Arm's Project Trillium Offers Scalable, Machine Learning Compute Platform

Arm today announced Project Trillium, a suite of Arm IP including new scalable processors that will deliver machine learning (ML) and neural network (NN) functionality.

The current technologies are focused on the mobile market and will enable a new class of ML-equipped devices with advanced compute capabilities, including object detection.

"The rapid acceleration of artificial intelligence into edge devices is placing increased requirements for innovation to address compute while maintaining a power efficient footprint. To meet this demand, Arm is announcing its new ML platform, Project Trillium," said Rene Haas, president, IP Products Group, Arm. "New devices will require the high-performance ML and AI capabilities these new processors deliver. Combined with the high degree of flexibility and scalability that our platform provides, our partners can push the boundaries of what will be possible across a broad range of devices."

While the initial launch focuses on mobile processors, future Arm ML products will deliver the ability to move up or down the performance curve - from sensors and smart speakers, to mobile, home entertainment, and beyond.

Project Trillium completes the Arm Heterogenous ML compute platform with the Arm ML processor, the second-generation Arm Object Detection (OD) processor and open-source Arm NN software.

Arm's new ML and object detection processors provide a massive efficiency uplift from standalone CPUs, GPUs and accelerators, but they also exceed traditional programmable logic from DSPs.

The Arm ML processor delivers more than 4.6 trillion operations per second (TOPs) with a further uplift of 2x-4x in effective throughput in real-world uses through intelligent data management. It also offers great performance in thermal and cost-constrained environments with an efficiency of over three trillion operations per second per watt (TOPs/W). This means devices using the Arm ML processor will be able to perform ML independent of the cloud. That's vital for products such as dive masks but also important for any device, such as an autonomous vehicle, that cannot rely on a stable internet connection.
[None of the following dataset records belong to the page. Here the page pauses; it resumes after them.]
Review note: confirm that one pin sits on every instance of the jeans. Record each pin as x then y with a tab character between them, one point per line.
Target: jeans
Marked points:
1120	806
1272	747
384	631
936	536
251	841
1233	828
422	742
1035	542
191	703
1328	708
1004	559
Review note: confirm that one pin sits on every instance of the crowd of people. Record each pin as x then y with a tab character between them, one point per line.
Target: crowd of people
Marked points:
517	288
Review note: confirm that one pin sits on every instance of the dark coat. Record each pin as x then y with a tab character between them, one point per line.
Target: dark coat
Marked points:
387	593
Arm Machine Learning processor is targeting mobile and adjacent markets. Additional programmable layer engines support the execution of non-convolution layers, and the implementation of selected primitives and operators, along with future algorithm generation. A network control unit manages the overall execution and traversal of the network and the DMA moves data in and out of the main memory. Onboard memory allows central storage for weights and feature maps, thus reducing traffic to the external memory and, therefore, power.

The Arm OD processor has been designed to efficiently identify people and other objects with virtually unlimited objects per frame. The second generation of the Arm Object Detection processor has been designed fo ruse in a new generation of smart cameras and other vision-based devices.

With a fixed-function computer vision pipeline, the Object Detection processor continuously scans every frame and provides a list of detected objects, along with their location within the scene.

The processor's people model allows you to detect not only whole human forms, but also faces, heads and shoulders, and even determine the direction each person is facing. It can object size from 50x60 pixels to full screen. In addition, detailed metadata allow even more information to be extracted from each frame.

It supports real-time detection with Full HD processing at 60 frames per second and up to 80x the performance of a traditional DSP. It can be combined with CPUs, GPUs or the Arm Machine Learning processor for additional local processing, reducing overall compute requirement.

In combination, the Arm ML and OD processors perform even better, delivering a high-performance, power-efficient people detection and recognition solution. This means that users will be able to enjoy high-resolution, real-time, detailed face recognition on their smart devices delivered in a battery-friendly way.

Arm NN software, when used alongside the Arm Compute Library and CMSIS-NN, is optimized for NNs and bridges the gap between NN frameworks such as TensorFlow, Caffe, and Android NN and the full range of Arm Cortex CPUs, Arm Mali GPUs, and ML processors.

Arm NN enables translation of existing neural network frameworks, allowing them to run efficiently - without modification - across Arm Cortex CPUs and Arm Mali GPUs. The software includes support for the Arm machine learning processor; for Cortex-A CPUs and Mali GPUs via the Compute Library; and for Cortex-M CPUs via CMSIS-NN.

The new suite of Arm ML IP will be available for early preview in April of this year, with general availability in mid-2018.

In two weeks, during the Mobile World Congress 2018, Arm will showcase early implementations in the form of the Arm Object Detection processor in products such as IP security and smart cameras.